Vous avez étudié les bienfaits de la musique sur le cerveau, qu’en est-il au travail ?
D’un point de vue scientifique, les études montrent que l’on ne mémorise pas forcément mieux en musique. Cela dépend des habitudes : il y a des gens qui sont gênés par la musique pour encoder des informations alors que, pour d’autres, elle apporte un avantage en termes de concentration. Elle les aide à créer une bulle. La musique peut être une aide, mais il n’y a pas de vérité ! Cela dépend des profils, mais aussi du moment où l’on écoute la musique. Ecouter un morceau stimulant avant de travailler peut aider à la réalisation de tâches en donnant un coup de boost. Exactement comme pour les sportifs qui s’en servent pour se concentrer et oublier la douleur. La musique libérant des endorphines et de la dopamine, on peut en profiter en cas de coup de mou ou de lassitude au travail.

N’y a-t-il pas un risque de se déconcentrer ?
C’est possible, mais cela dépend, là encore, des individus. Les jeunes générations ont toujours été habituées à faire plusieurs choses à la fois. Nous n’avons pas le recul nécessaire pour savoir si cette stimulation sensorielle les aide ou non. On sait par contre que les personnes qui ont fait de la musique seront plus facilement déconcentrées car elles chercheront à décortiquer et analyser le morceau.

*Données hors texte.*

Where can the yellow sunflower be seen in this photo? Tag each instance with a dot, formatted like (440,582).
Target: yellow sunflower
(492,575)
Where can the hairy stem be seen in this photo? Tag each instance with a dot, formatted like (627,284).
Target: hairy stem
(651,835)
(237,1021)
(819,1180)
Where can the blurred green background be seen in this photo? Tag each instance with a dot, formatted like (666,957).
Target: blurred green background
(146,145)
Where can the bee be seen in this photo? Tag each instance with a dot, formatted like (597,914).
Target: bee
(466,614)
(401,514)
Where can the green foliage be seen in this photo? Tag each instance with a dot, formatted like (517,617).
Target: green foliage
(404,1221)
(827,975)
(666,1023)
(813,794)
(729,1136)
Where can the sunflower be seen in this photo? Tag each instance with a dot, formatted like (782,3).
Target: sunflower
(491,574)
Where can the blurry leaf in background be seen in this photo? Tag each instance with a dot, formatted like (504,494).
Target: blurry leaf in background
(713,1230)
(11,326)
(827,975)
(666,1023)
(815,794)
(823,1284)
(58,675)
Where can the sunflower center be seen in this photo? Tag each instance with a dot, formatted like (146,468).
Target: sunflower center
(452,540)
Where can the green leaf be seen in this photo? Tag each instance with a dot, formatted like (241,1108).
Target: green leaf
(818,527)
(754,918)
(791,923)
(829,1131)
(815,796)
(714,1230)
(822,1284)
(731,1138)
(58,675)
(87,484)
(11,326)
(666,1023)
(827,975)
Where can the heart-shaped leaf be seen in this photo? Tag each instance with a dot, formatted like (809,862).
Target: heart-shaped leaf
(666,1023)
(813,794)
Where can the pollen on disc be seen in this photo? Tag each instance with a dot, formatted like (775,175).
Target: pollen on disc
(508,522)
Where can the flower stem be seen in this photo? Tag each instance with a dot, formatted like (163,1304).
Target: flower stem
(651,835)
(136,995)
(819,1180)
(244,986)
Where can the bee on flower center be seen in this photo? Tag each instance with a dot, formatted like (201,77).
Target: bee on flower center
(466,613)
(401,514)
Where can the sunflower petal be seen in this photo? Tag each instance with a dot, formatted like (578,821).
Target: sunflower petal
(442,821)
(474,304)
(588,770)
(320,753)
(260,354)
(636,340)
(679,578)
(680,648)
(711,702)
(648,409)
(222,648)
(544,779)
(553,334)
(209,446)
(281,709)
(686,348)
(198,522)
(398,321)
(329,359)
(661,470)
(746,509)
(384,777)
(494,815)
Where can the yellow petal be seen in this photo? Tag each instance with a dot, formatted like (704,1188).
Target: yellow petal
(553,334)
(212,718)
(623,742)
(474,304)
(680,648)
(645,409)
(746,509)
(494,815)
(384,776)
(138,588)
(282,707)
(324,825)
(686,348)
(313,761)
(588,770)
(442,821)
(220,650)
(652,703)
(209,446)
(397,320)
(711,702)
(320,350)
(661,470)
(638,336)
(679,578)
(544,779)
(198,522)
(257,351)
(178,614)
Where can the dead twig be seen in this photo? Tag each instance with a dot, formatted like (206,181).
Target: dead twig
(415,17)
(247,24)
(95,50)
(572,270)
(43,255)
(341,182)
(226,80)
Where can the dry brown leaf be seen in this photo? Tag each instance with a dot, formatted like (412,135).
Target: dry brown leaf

Y a-t-il des musiques plus propices que d’autres à la concentration et à la productivité au travail ?
Il y a une constante : à partir du moment où votre tâche n’est pas répétitive et a besoin du langage, toute autre stimulation langagière va vous distraire davantage qu’une stimulation instrumentale. Donc pour travailler, mieux vaut rester sur de l’instrumental ou sur des chansons dont on ne comprend pas les paroles. Après, la nature de la musique choisie dépend de chacun : en général une musique connue est préférable car elle permettra de se couper des conversations environnantes sans nous inciter à nous concentrer pour découvrir ce nouveau son. Pour diminuer le stress, une musique connue, agréable et au tempo plutôt lent, avec une orchestration peu chargée, semble plus adaptée.

Le cerveau ne risque-t-il pas de saturer à toujours faire deux choses à la fois ?
Ce n’est peut-être pas la saturation cérébrale qui est à craindre, mais plutôt la difficulté à se concentrer sur une tâche unique. Mais il n’y a pas d’étude là-dessus. Je pense que cela va poser un problème au niveau de la mémoire et de l’acquisition des connaissances, mais tout le monde ne réagit pas de la même manière.

Et vous, votre playlist au bureau, c’est quoi ?
Moi, je n’écoute pas de musique en travaillant ! Car je suis musicien et je suis vite capté par la musique. Avec Vivaldi ou Bach, assez neutres en terme instrumental, j’arrive à peu près à me concentrer. Cette légère stimulation classique peut m’aider en fin de journée quand je suis fatigué, mais sinon, je ne suis pas un bon sujet !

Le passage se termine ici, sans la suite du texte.